Moreover, it is understood by the ITF, ahead of the conclusions of any investigation into the incident that are now taking place, that the accident was an “Act of nature,” and that “Our contacts in the SCA [Suez Canal Authority] and the local union,” that there were no technical issues with the vessel and that the “professionalism of the seafarers was not in question,” according to Serang. Therefore the crew would not be apportioned blame for the grounding and that the crew will, “come out clean”.
Nevertheless, the ITF executive board are sufficiently concerned to have issued a statement reinforcing the union’s backing for the crew and calling for the Egyptian authorities to allow the crew to be repatriated when their contracts expire.
“At their meeting on 23 April 2021, the ITF Executive Board is calling on the Egyptian authorities for the 25 seafarers on board the MV Ever Given to be repatriated at the normal conclusion of their contracts, if the ship cannot leave Egypt any time soon.”
With the Indian Maritime Administration watching events closely and the media also keeping a close eye on how events unfold in the Egyptian courts it may prove a much tougher task for the authorities to hold the crew.
A reported claim of US$916 million is seen by some as excessive. One company said “It is unclear how this sum has been calculated,” by the SCA. The total demand is said to include a US$300 million claim for loss of reputation and a further US$300 million as a ‘salvage bonus’ while the remainder covers the cost of salvage, lost revenue and fines.
Needless to say the Japanese owners, Shoei Kisen Kaisha, and BSM dispute the claim and with further reports that the vessel may be arrested again by the Panamanian register, the vessel is flagged with the Panamanian authority, the legal complications could delay the vessel for far longer than it blocked the canal.

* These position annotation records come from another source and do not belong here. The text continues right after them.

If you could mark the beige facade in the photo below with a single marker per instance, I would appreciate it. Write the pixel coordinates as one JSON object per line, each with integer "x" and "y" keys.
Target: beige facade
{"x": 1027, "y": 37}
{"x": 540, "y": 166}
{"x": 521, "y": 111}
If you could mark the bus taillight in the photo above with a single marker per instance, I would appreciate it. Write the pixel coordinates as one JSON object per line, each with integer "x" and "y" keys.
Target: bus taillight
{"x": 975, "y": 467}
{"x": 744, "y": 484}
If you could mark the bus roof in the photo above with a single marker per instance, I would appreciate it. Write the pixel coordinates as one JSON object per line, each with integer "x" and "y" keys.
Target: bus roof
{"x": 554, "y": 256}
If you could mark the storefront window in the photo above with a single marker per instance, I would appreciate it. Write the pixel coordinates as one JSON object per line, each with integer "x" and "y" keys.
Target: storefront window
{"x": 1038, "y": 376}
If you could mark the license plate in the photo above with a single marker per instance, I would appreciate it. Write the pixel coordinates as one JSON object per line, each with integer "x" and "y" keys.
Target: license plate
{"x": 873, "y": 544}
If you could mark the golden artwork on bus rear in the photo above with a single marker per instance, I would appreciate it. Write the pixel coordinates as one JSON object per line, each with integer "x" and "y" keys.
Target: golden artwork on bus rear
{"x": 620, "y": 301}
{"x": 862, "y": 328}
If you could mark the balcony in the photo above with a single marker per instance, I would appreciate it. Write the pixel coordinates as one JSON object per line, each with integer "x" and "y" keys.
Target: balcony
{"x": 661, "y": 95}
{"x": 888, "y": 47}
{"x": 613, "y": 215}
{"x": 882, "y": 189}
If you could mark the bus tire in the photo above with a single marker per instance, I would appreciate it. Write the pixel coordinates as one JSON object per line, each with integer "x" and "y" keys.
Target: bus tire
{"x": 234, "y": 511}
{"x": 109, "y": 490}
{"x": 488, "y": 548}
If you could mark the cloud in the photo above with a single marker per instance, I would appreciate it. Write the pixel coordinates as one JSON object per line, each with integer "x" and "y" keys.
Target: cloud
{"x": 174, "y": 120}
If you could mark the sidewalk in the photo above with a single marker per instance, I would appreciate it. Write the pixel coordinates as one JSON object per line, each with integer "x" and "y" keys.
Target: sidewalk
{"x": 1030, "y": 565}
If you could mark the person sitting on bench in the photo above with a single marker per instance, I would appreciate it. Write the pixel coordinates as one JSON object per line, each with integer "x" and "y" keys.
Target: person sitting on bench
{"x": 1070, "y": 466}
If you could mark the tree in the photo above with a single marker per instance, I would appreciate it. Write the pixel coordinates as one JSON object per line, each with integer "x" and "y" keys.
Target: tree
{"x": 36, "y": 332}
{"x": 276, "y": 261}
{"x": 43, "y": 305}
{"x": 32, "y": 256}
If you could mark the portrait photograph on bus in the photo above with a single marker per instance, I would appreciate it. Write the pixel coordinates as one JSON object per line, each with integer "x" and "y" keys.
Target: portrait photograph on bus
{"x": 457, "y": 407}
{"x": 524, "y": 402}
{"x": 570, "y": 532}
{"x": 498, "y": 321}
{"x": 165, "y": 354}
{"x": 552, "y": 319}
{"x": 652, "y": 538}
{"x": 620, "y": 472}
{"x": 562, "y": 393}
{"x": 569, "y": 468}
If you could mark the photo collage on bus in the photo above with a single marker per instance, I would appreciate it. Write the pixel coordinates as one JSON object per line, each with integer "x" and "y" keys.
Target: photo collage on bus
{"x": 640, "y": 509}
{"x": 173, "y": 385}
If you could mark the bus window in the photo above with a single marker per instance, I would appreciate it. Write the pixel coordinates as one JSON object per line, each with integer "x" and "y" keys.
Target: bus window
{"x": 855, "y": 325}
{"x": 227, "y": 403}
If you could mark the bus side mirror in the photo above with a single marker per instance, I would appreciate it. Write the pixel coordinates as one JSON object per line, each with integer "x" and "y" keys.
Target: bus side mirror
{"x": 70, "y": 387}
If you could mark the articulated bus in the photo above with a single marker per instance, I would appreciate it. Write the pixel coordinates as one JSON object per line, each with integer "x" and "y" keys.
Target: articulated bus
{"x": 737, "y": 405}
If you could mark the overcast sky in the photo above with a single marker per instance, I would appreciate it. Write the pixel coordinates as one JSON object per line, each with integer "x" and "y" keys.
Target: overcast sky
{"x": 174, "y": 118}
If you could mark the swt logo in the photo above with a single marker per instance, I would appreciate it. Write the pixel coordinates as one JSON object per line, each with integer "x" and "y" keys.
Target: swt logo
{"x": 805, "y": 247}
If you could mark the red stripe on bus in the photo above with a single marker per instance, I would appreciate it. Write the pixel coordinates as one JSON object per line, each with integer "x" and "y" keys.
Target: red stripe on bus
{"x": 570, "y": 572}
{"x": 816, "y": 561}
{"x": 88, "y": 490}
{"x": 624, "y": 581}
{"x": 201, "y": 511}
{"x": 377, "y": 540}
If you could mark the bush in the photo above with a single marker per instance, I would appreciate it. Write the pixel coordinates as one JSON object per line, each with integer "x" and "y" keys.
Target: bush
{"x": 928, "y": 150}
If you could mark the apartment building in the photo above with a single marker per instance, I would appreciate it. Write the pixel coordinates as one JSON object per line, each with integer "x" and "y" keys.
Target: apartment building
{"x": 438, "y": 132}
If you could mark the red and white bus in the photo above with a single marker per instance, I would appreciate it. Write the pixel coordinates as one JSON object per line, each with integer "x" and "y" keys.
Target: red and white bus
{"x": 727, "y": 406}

The ITF rightly point out that, “Shipping has not stopped at any stage during the Covid-19 pandemic. Seafarers have been at the forefront working under extremely challenging circumstances, and they kept global trade going through this unprecedented health and economic crises.”
It is right that the SCA is sensibly compensated for the accident that occurred in what is a critical maritime thoroughfare, but it is not right for the crew to be held hostage.
It is not a victory that Mohammad Aisha has flown home after four years tied to a vessel he did not own and could not repair. It is a failing on the part of the Egyptian authorities, the maritime regulations and the international maritime community that one man was made to suffer for four years for the failings of others. The crew of the Ever Given must not be resigned to the same fate.